With inflation skyrocketing but no action taken? The Reserve Bank of Australia's decision tomorrow may contain a "double whammy" trap.
2025-11-03 17:56:29

Diverging expectations for Federal Reserve policy exacerbate market uncertainty.
Last week, the Federal Reserve cut interest rates by 25 basis points as expected, but Chairman Powell's hawkish remarks stirred up the market. He emphasized that setting monetary policy faces many challenges against the backdrop of rising inflation and a stagnant labor market, and explicitly warned the market not to have overly high expectations for further easing this year. This statement caused the probability of a rate cut in December to drop sharply from 91% before the meeting to 67%, thus supporting the dollar, with the index rising by more than 1% in a single week.
However, the policy divergence has not subsided. Federal Reserve Governor Waller recently stated that continued easing is necessary to support the cooling labor market, a view that contrasts sharply with Powell's stance. This internal disagreement within the decision-making body is enough to throw the money market into chaos, with traders struggling to find direction amidst conflicting signals. Currently, the Fed faces both rising inflationary pressures and signs of a weakening job market, significantly increasing the ambiguity of its policy path.
This week's lack of economic data has exacerbated market uncertainty. With the non-farm payrolls report and job openings data absent, and only the ADP private sector employment data due on Wednesday, the market is forced to rely solely on this as a guide for the Federal Reserve's next move. In this data-scarce environment, fluctuations in any economic indicator are likely to be amplified, and market volatility is expected to remain high.
Tightening liquidity becomes an invisible driving force for the US dollar
The market should now focus more on the underlying driver: liquidity. As the US Treasury replenishes its coffers, signs of tightening are emerging in the money market. The theme of "finding a dollar" has returned, with overnight repo transactions surging to $50 billion last Friday. Banks are forced to pay the upper limit of the Federal Reserve's target range to maintain smooth cash flow. This liquidity squeeze is quietly supporting the dollar, and even when risk appetite rose last week, risk currencies struggled to find a foothold.
This liquidity pressure may also be affecting broader market performance. The US government shutdown has entered its 34th day, with Congress deadlocked over a Republican-backed appropriations bill. Trump has again urged Republican senators to end the shutdown by repealing obstruction rules, an unprecedented move that continues to face resistance from Republican leadership. Concerns about the potential economic damage from a prolonged shutdown have further fueled risk aversion.
The Reserve Bank of Australia's decision will be key to the short-term fate of the Australian dollar.
Regarding the Australian dollar, the market is holding its breath awaiting the Reserve Bank of Australia's policy statement on Tuesday. Economists widely expect the central bank to keep the official cash rate unchanged at 3.6%, as last week's third-quarter consumer price index (CPI) showed that inflationary pressures accelerated more than expected on both the consumer and wholesale sides. Data from the Australian Bureau of Statistics showed that the producer price index rose 1% month-on-month in the July-September period, higher than the expected 0.8% and the previous value of 0.7%. During the same period, consumer inflation rose 1.3% month-on-month, also exceeding the expected 1.1% and the previous value of 0.7%.

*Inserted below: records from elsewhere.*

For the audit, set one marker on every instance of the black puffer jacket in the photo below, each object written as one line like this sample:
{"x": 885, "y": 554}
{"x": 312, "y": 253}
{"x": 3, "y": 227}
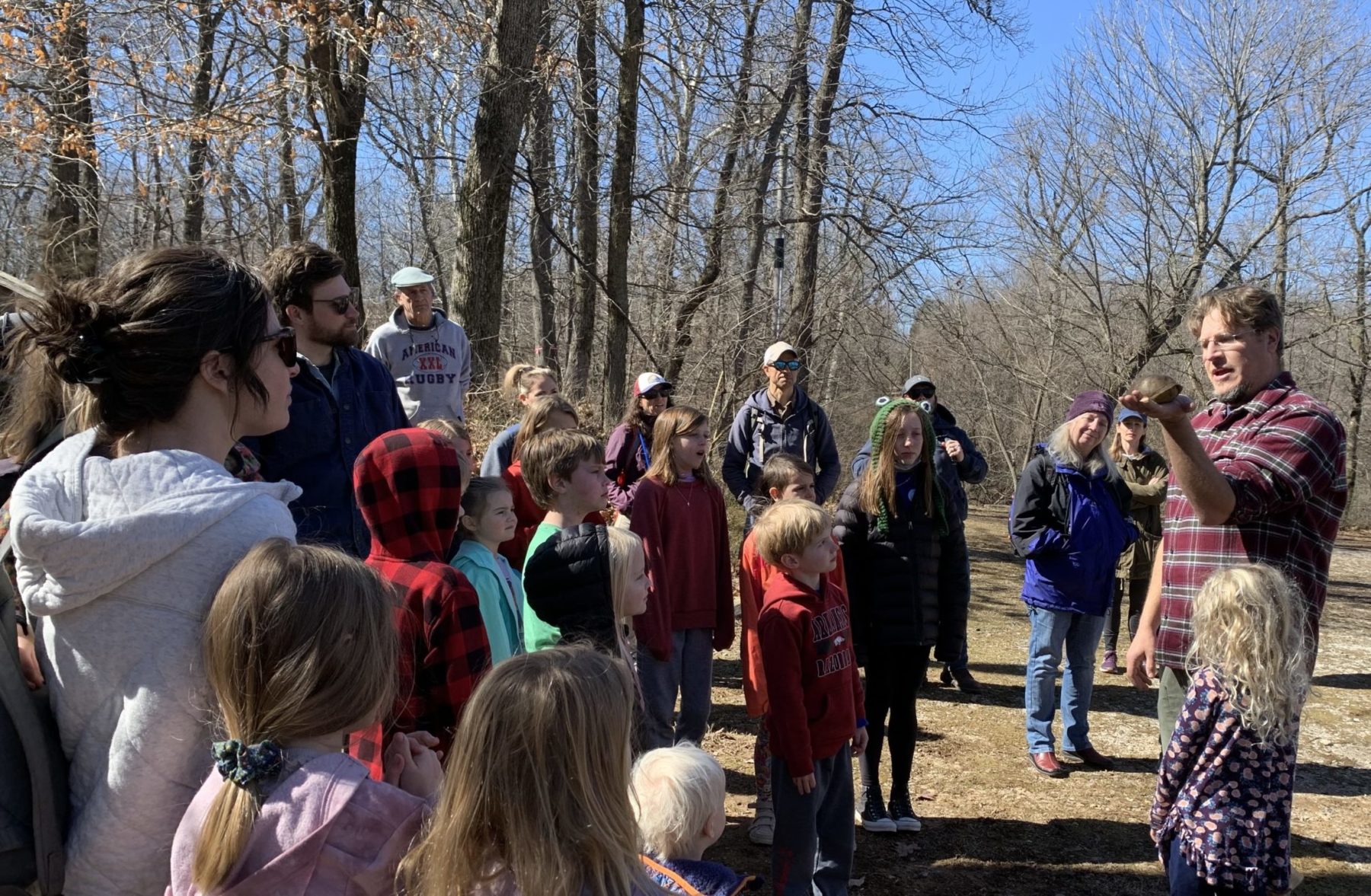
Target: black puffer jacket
{"x": 906, "y": 587}
{"x": 567, "y": 582}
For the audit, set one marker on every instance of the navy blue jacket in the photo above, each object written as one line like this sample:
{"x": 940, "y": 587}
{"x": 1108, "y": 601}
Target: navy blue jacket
{"x": 759, "y": 432}
{"x": 329, "y": 428}
{"x": 973, "y": 467}
{"x": 1071, "y": 526}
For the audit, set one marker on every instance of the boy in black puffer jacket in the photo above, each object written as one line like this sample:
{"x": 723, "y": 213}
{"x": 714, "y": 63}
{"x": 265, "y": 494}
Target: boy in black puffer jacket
{"x": 905, "y": 553}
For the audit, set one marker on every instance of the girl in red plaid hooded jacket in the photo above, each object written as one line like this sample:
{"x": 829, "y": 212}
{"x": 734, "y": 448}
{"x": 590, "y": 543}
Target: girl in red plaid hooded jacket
{"x": 409, "y": 489}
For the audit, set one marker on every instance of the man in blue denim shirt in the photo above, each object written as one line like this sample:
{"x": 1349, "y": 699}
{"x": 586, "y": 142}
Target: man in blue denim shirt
{"x": 342, "y": 399}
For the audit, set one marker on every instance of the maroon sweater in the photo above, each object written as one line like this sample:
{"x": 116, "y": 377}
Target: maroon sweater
{"x": 810, "y": 671}
{"x": 685, "y": 532}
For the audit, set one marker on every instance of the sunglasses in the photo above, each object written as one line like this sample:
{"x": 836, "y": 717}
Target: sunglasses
{"x": 343, "y": 303}
{"x": 286, "y": 349}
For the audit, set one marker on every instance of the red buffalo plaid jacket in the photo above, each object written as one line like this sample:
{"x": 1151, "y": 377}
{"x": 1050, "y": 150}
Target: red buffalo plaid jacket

This Monday's U.S. economic calendar includes manufacturing activity data. The S&P Global Manufacturing Purchasing Managers' Index is expected to confirm an acceleration in sector activity to 52.2 in October from 52.0 in September, while the ISM Manufacturing Purchasing Managers' Index is expected to show further contraction, falling to 49.2 from 49.1 last month, although the price sub-index shows inflationary pressures rising to 62.6 from 61.9.
Technical aspects:
Observing the 30-minute candlestick chart, the Australian dollar is currently trading within a range of 0.6540 to 0.6560 against the US dollar. Structurally, the price has formed the initial stages of a double top pattern at 0.6559 and 0.6562, which constitute a short-term resistance zone. Meanwhile, the horizontal support line at 0.6540 serves as a crucial defense line for the bulls.

From the candlestick pattern, recent price fluctuations have narrowed, with multiple attempts to break through the upper and lower limits of the trading range failing, indicating a stalemate between bulls and bears in this area. This consolidation often foreshadows a potential directional breakout, but the direction of the breakout still needs further confirmation.
From a comprehensive technical perspective, the Australian dollar is expected to maintain a range-bound trading pattern against the US dollar in the short term. The resistance zone above 0.6560 and the support line below 0.6540 together define the current trading range. A breakout above 0.6560 with significant volume could open up upside potential towards 0.6580 and even 0.6600. Conversely, a break below the 0.6540 support could lead to a retest of the 0.6532 low, potentially challenging the psychological level of 0.6500.